The broader industry context makes these findings especially relevant. Organizations have spent the last several years migrating identity management to the cloud, concentrating authentication authority in platforms like Microsoft Entra ID, Okta, and Google Workspace. That concentration creates efficiency. It also creates single points of failure for detection. When the identity provider’s logs can’t be trusted to record all authentications, every downstream security control that depends on those logs — SIEM correlation rules, automated response playbooks, compliance audit trails — is degraded.
And the problem may not be unique to Microsoft. TrustedSec’s research focused on Azure because of its market dominance, but the underlying issue — that certain authentication flows can slip through logging instrumentation — could theoretically affect any large identity platform with legacy protocol support and complex token issuance paths. No other vendor has faced the same level of public scrutiny on this specific issue, which may say more about research focus than about comparative security posture.
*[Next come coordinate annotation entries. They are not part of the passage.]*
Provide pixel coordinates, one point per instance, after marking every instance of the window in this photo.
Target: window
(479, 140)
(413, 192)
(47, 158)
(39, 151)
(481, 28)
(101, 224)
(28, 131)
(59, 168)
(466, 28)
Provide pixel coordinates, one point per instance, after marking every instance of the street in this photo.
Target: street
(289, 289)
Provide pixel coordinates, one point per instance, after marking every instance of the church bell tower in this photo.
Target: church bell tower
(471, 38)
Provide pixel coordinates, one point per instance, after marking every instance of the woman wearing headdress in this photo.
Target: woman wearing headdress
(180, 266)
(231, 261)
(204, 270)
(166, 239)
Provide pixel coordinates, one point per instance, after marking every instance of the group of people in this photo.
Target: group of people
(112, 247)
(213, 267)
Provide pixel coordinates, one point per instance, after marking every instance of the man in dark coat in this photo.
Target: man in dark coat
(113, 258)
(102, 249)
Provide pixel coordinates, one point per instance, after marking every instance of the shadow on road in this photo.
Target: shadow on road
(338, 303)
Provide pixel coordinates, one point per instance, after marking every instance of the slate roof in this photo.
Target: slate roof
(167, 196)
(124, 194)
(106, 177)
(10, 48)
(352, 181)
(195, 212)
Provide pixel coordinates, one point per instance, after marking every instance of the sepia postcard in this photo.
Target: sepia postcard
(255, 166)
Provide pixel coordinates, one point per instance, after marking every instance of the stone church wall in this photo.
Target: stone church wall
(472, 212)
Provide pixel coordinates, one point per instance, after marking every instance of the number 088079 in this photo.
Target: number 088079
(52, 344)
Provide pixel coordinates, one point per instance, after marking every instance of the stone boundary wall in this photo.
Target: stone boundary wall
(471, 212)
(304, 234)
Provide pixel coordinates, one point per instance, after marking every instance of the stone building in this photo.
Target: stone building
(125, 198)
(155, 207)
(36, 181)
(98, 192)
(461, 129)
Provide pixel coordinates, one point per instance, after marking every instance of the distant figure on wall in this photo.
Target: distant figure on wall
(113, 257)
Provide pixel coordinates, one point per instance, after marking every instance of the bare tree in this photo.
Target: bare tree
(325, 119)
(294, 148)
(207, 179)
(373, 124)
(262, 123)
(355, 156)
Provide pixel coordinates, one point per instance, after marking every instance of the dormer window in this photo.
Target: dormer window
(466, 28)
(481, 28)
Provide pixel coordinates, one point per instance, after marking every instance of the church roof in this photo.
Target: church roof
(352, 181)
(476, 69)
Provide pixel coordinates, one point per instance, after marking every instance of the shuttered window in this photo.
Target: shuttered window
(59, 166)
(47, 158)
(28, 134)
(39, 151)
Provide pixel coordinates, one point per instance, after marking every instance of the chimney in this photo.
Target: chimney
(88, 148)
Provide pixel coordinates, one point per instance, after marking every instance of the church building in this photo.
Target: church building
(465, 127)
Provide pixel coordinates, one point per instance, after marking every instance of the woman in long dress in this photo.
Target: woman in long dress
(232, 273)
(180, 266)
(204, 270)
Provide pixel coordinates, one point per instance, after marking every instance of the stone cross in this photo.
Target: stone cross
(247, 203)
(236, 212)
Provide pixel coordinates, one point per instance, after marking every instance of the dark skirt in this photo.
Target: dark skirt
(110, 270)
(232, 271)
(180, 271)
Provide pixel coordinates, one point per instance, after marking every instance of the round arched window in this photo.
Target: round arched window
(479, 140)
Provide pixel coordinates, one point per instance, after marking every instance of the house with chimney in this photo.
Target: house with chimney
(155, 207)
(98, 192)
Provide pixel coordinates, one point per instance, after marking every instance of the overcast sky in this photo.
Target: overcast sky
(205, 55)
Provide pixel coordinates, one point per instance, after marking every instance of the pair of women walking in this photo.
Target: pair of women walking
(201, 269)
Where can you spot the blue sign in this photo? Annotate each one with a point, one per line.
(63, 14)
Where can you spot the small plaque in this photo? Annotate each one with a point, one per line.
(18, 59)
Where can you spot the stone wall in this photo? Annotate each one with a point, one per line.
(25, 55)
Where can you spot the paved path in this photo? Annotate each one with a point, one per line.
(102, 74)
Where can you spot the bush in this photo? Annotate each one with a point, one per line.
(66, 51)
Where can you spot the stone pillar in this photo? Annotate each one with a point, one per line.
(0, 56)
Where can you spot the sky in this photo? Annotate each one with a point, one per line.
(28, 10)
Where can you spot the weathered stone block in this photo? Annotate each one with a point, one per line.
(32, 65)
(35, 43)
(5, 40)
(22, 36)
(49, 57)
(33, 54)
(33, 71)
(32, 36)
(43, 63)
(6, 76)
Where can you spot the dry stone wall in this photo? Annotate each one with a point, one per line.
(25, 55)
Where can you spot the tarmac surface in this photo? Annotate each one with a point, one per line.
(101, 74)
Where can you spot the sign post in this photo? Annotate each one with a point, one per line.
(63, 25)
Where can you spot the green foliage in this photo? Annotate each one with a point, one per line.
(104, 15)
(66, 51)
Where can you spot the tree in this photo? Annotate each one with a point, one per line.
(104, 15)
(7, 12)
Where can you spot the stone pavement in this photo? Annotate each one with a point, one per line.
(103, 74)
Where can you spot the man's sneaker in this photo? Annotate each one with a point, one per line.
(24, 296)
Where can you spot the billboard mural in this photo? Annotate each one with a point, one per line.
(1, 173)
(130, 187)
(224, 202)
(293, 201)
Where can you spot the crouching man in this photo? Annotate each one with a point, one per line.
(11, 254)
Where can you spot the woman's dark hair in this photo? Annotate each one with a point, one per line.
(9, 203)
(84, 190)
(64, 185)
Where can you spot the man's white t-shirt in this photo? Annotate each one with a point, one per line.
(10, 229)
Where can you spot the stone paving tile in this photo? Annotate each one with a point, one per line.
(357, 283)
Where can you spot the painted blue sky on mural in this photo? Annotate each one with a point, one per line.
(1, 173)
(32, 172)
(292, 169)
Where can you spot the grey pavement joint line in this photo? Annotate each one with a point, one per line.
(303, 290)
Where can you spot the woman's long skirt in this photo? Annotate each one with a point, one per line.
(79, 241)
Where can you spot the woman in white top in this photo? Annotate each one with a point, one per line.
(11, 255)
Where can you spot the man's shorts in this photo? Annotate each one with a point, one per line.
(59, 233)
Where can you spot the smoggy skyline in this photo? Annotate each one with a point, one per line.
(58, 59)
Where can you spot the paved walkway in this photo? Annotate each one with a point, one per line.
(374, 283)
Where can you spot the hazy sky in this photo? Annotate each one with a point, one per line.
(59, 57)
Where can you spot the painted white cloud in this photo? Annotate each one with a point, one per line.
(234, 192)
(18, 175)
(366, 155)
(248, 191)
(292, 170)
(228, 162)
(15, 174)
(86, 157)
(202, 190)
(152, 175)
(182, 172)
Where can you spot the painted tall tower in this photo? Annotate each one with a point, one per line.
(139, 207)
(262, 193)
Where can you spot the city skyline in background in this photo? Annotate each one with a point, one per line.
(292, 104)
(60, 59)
For CISOs and security architects, the takeaway is uncomfortable but clear: sign-in logs are necessary but not sufficient. They are one data source among many, and they have known gaps that sophisticated adversaries can exploit. Building a detection strategy that treats any single log source as authoritative is a structural weakness. Layered telemetry — combining identity logs with network data, endpoint detection, and application-level audit trails — is the only defensible approach when the identity provider’s own instrumentation can’t guarantee completeness.
TrustedSec says it will continue researching Azure authentication flows and expects to find additional bypasses. The firm’s track record — four findings in less than a year, each exploiting a different pathway — suggests that expectation is well-founded. Microsoft, for its part, faces a credibility test. The company has made sweeping promises about security transformation. Logging gaps that render breaches invisible are precisely the kind of issue that will determine whether those promises translate into engineering reality.
Four bypasses. Months of disclosure timelines. Partial fixes. The pattern speaks for itself.